Corpus
The current launch-family corpus is the v16 dgen1-r5-synth-300k corpus. It is
generated from structured BOTCOIN challenge worlds, entities, relations,
temporal updates, traps, and hard negatives. The generation path creates
retrieval-evaluation records from structured challenge ingredients.
Each record carries:
| Field | Purpose |
|---|---|
| Query text | The retrieval task |
| Truth documents | Answer-bearing memory documents |
| Hard negatives | Plausible documents that should rank below truth |
| Graded qrels | Relevance labels for nDCG@10, MRR, recall, and audit metrics |
| Split | train_visible, calibration, eval_hidden, or canary |
| Public intent metadata | Temporal, relation, evidence, conflict, scope, entity, and abstention hints available to all miners |
| Embeddings | Bundle-layout-compatible BGE-M3 query and document vectors |
| Provenance | Source domain, seed, generator path, and deterministic roots |
The production qrel path uses synthesizer-category labels. The generator knows why a negative exists, such as stale fact, entity swap, relation neighbor, attribute swap, lexical distractor, or unrelated filler. The bundle maps those categories into graded relevance. Larger audit rerankers remain useful for calibration checks. Production corpus growth avoids a heavier relabeling pass over every pair.
Corpus growth is published through signed deltas. Validators retain the launch
base corpus and can reconstruct historical corpus roots by walking the signed
delta chain forward. A manual --corpus-for-root 0x...=path shortcut exists
for operators, while the normal validator path auto-resolves and verifies
historical roots before post-reveal rescoring.
Corpus evolution is part of the memory model. New information enters, older information becomes stale, conflicts appear, retired hidden tasks leave the scoring pool, and new hidden tasks are added. Each evolve event is calibrated against its own corpus root, query pack, baseline, and pinned scorer context.

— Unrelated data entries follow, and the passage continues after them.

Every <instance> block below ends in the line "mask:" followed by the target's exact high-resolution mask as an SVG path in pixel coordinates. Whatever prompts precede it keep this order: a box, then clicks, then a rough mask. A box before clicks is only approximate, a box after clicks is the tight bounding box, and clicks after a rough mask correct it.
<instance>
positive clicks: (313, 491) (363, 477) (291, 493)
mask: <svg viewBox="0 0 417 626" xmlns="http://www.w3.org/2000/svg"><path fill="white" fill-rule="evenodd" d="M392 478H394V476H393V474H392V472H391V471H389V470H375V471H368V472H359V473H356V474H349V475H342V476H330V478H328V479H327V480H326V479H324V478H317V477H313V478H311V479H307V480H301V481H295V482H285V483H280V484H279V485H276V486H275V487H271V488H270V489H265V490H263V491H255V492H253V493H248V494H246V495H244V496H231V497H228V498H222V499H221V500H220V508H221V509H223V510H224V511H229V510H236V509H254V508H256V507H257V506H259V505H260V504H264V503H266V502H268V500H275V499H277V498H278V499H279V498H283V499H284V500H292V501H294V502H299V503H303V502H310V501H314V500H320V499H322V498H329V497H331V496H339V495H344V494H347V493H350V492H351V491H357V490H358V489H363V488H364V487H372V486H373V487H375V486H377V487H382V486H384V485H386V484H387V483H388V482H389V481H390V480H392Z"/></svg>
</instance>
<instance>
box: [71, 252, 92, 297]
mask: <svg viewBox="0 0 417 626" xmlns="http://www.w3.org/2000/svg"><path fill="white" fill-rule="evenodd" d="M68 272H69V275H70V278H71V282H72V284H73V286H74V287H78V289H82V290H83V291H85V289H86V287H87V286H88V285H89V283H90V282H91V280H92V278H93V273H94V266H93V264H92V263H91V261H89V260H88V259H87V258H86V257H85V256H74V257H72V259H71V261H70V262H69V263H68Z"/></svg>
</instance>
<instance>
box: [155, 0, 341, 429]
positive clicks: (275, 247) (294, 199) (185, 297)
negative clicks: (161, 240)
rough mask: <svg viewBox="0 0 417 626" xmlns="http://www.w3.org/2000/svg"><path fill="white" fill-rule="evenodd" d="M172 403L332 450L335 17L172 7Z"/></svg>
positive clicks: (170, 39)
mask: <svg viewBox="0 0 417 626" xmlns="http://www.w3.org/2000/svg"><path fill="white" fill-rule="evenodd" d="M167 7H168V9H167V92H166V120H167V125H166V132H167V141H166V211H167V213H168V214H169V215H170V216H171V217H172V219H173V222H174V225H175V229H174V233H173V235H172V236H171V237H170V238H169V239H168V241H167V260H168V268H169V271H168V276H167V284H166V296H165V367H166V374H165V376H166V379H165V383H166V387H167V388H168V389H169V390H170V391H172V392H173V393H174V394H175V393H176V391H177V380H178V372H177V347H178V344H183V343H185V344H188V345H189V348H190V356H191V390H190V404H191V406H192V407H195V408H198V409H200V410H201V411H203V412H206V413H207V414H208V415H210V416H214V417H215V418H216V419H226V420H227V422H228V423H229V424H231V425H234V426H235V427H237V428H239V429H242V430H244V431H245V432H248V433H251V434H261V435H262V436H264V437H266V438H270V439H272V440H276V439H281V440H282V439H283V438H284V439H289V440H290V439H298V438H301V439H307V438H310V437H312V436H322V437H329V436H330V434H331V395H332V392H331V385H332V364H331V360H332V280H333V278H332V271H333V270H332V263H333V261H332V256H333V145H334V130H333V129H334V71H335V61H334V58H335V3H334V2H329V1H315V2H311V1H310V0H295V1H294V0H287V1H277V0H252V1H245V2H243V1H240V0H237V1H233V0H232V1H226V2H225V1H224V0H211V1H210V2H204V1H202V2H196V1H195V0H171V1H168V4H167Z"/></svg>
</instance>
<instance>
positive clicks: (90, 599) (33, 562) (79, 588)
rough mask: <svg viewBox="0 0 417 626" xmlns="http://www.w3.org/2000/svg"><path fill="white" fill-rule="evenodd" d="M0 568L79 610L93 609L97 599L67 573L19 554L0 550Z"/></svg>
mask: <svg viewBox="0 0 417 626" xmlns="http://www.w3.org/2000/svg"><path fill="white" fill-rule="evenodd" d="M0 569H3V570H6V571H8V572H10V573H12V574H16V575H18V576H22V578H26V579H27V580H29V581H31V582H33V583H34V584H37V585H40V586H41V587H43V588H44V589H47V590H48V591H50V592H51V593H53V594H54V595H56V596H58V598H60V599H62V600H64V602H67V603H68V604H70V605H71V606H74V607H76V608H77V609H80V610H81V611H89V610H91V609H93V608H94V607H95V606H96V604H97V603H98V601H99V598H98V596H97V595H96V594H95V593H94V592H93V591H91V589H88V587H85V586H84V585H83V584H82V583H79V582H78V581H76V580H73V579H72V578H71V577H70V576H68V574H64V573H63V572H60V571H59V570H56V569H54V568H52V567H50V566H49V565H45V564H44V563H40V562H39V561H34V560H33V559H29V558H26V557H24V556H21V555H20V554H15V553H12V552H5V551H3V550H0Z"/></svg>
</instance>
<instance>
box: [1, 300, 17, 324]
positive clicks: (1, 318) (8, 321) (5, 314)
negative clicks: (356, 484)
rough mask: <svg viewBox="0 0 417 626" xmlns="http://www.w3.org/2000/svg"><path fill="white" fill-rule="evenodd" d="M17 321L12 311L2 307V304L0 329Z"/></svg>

The calibration path also checks whether useful substrate changes generalize across corpus generations. A representative test starts with substrate design A on corpus/query pack A, evolves into corpus/query pack B, accepts a miner patch that beats the newly calibrated baseline, then backtests the resulting substrate design B against the pre-evolve corpus/query pack A. When design B preserves pre-evolve performance while improving the evolved context, the result shows a retrieval-routing improvement rather than corpus-specific indexing churn.